Nlp 0.3.0 is out!

sgugger · July 7, 2020, 6:45pm

Features:

New methods to transform a dataset:

dataset.shuffle: create a shuffled dataset
dataset.train_test_split: create a train and a test split (similar to sklearn)
dataset.sort: create a dataset sorted according to a certain column
dataset.select: create a dataset with rows selected following the given list of indices

Other features:

Better instructions for datasets that require manual download

Important: if you load datasets that require manual downloads with an older version of nlp, instructions won’t be shown and an error will be raised
Better access to dataset information (for instance dataset.feature['label'] or dataset.dataset_size)

Datasets:

New: cos_e v1.0
New: rotten_tomatoes
New: german and italian wikipedia

New docs:

documentation about splitting a dataset

Bug fixes:

fix metric.compute that couldn’t write on file
fix squad_v2 imports

morgan · July 8, 2020, 11:22am

Nice, enjoying using nlp already!

Quick question, what is the vision for the nlp library? Will it’s main focus be in curating existing datasets or might it evolve into a more general purpose PyArrow wrapper for any (text?) dataset? I’m just blown away by its speed and it would be amazing to be able to do the same with my own text datasets.
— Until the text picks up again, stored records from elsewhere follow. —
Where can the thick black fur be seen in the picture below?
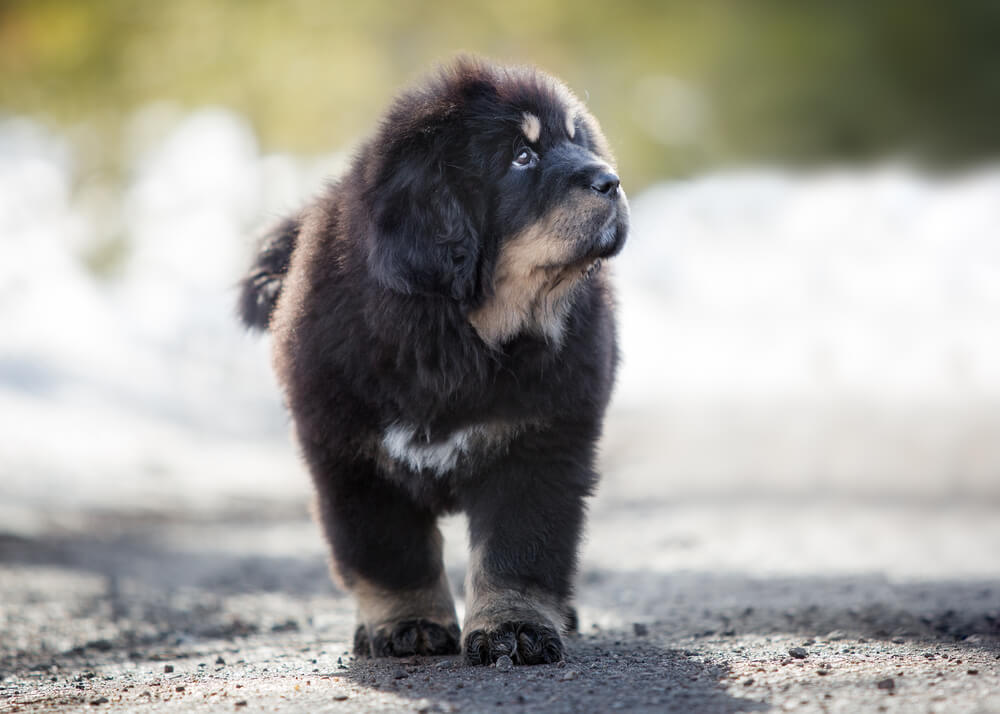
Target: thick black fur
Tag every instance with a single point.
(377, 280)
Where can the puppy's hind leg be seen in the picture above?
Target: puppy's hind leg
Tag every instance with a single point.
(387, 552)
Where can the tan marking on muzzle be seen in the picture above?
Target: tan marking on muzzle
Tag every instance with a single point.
(533, 280)
(571, 125)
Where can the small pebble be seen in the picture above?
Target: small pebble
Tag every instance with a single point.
(505, 663)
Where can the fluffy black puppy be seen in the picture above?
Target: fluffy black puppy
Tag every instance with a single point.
(446, 342)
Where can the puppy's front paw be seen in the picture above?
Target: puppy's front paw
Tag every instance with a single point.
(523, 642)
(405, 638)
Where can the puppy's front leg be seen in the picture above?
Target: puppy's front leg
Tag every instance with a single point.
(525, 518)
(387, 551)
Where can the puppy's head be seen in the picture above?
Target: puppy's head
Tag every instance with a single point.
(493, 187)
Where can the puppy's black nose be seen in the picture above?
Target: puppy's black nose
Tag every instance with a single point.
(606, 183)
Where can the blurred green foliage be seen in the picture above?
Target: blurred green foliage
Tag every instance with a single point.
(678, 85)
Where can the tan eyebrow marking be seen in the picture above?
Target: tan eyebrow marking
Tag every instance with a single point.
(532, 127)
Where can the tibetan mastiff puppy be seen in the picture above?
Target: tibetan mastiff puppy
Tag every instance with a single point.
(445, 341)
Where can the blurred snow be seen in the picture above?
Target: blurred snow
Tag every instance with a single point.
(764, 316)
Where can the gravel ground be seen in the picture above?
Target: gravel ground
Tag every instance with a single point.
(832, 605)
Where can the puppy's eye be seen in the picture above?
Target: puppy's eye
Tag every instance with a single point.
(524, 158)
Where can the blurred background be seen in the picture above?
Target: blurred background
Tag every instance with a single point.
(809, 300)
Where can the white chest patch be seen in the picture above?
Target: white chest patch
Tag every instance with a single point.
(402, 444)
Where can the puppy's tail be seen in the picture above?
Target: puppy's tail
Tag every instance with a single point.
(260, 289)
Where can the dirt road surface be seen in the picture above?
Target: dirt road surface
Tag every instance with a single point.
(722, 604)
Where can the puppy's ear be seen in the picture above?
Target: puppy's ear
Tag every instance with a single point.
(426, 240)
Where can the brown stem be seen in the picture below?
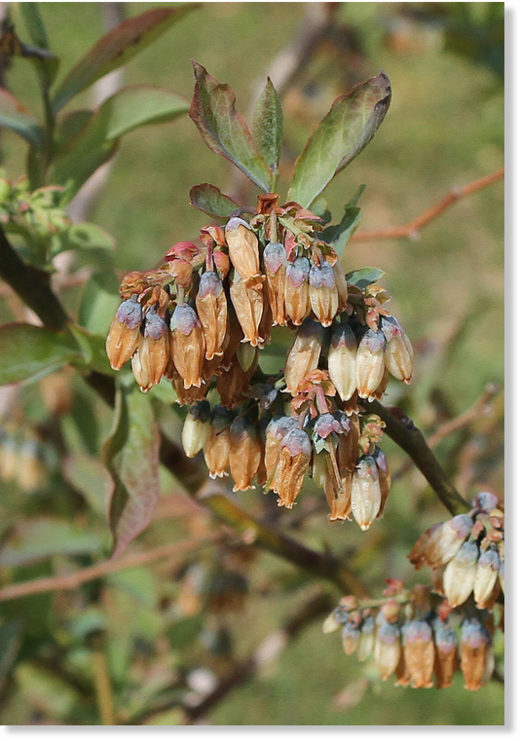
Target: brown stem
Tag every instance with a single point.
(266, 652)
(454, 425)
(321, 564)
(412, 229)
(403, 432)
(74, 579)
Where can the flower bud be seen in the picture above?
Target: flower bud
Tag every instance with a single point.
(249, 305)
(245, 453)
(399, 354)
(474, 656)
(276, 431)
(440, 543)
(459, 575)
(196, 429)
(233, 383)
(153, 352)
(341, 360)
(350, 636)
(123, 335)
(212, 311)
(348, 447)
(295, 456)
(387, 649)
(367, 638)
(370, 363)
(304, 355)
(187, 345)
(217, 447)
(419, 652)
(385, 478)
(486, 577)
(341, 285)
(243, 251)
(366, 493)
(485, 500)
(274, 261)
(296, 291)
(446, 655)
(323, 294)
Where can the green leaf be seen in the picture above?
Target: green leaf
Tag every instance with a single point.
(346, 129)
(267, 128)
(338, 235)
(94, 354)
(82, 236)
(223, 129)
(123, 112)
(131, 455)
(99, 302)
(14, 116)
(28, 352)
(364, 277)
(116, 48)
(10, 640)
(209, 199)
(47, 65)
(37, 539)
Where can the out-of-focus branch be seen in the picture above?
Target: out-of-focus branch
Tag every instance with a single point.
(413, 228)
(76, 578)
(480, 407)
(403, 432)
(266, 652)
(321, 564)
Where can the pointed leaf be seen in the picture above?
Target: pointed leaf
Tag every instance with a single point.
(14, 116)
(123, 112)
(364, 277)
(338, 235)
(267, 128)
(223, 129)
(212, 201)
(132, 457)
(28, 352)
(47, 65)
(116, 48)
(37, 539)
(346, 129)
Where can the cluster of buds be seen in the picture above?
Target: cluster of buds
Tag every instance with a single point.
(466, 554)
(201, 320)
(414, 636)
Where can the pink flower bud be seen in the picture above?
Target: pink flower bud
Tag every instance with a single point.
(387, 649)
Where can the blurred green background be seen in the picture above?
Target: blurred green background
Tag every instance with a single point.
(444, 128)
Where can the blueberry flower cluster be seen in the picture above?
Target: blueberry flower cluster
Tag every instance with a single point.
(202, 319)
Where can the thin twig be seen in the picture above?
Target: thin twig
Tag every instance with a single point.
(412, 229)
(411, 440)
(76, 578)
(454, 425)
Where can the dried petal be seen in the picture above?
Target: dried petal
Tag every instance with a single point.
(341, 360)
(366, 493)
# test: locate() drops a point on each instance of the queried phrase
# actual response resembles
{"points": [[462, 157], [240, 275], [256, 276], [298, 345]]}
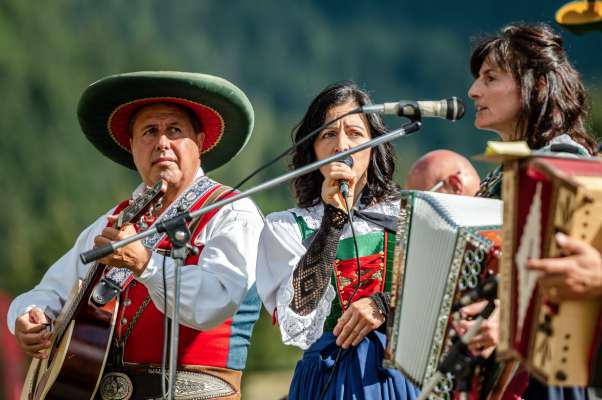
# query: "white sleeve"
{"points": [[280, 249], [213, 289], [59, 280]]}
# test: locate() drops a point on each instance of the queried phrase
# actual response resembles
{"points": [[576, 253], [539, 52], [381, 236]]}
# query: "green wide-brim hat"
{"points": [[225, 113]]}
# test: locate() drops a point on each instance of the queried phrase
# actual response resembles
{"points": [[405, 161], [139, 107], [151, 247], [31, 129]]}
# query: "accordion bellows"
{"points": [[440, 250]]}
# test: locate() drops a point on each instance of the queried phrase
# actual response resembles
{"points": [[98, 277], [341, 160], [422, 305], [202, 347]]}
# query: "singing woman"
{"points": [[307, 264]]}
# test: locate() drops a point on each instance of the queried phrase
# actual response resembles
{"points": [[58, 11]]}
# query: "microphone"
{"points": [[452, 108], [486, 290], [344, 185]]}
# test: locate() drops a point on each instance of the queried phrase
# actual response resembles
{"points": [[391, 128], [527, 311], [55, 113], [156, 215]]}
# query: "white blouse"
{"points": [[280, 249]]}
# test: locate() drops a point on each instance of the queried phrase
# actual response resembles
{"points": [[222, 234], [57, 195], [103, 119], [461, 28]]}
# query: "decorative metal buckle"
{"points": [[116, 386], [198, 385]]}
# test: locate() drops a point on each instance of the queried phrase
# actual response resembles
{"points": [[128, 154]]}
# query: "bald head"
{"points": [[454, 173]]}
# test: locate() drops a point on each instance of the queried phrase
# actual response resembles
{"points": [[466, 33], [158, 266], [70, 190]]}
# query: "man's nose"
{"points": [[162, 142]]}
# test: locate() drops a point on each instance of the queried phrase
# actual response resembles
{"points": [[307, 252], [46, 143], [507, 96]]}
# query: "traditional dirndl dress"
{"points": [[326, 370]]}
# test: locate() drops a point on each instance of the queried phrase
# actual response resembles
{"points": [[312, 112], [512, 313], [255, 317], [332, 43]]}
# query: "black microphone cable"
{"points": [[349, 301], [165, 334]]}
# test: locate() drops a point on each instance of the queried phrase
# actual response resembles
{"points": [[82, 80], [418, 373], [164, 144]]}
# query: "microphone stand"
{"points": [[178, 233], [456, 362]]}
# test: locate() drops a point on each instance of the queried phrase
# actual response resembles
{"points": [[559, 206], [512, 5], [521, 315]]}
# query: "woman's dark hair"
{"points": [[307, 188], [553, 98]]}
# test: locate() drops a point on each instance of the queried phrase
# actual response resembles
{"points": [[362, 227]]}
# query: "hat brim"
{"points": [[226, 115]]}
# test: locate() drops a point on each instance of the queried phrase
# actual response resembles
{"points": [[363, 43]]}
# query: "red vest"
{"points": [[145, 342]]}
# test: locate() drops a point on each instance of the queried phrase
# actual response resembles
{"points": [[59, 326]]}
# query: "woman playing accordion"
{"points": [[526, 89]]}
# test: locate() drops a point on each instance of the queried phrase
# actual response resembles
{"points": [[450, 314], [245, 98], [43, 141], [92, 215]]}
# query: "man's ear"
{"points": [[456, 184]]}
I know I could already just start using PyArrow (as below) but I have a feeling that the nlp library might have more text-specific functionality coming down the line that would be amazing to be able to use with my own data…

table = pa.Table.from_pandas(df)

thomwolf · July 8, 2020, 12:32pm

Yes definitely, it’s already possible to load your own CSV or JSON files like this:

from nlp import load_dataset

dataset = load_dataset('csv', data_files='my_file.csv')
dataset = load_dataset('csv', data_files=['my_file_1.csv', 'my_file_2.csv', 'my_file_3.csv'])
dataset = load_dataset('csv', data_files={'train': ['my_train_file_1.csv', 'my_train_file_2.csv'], 
                                          'test': 'my_test_file.csv'})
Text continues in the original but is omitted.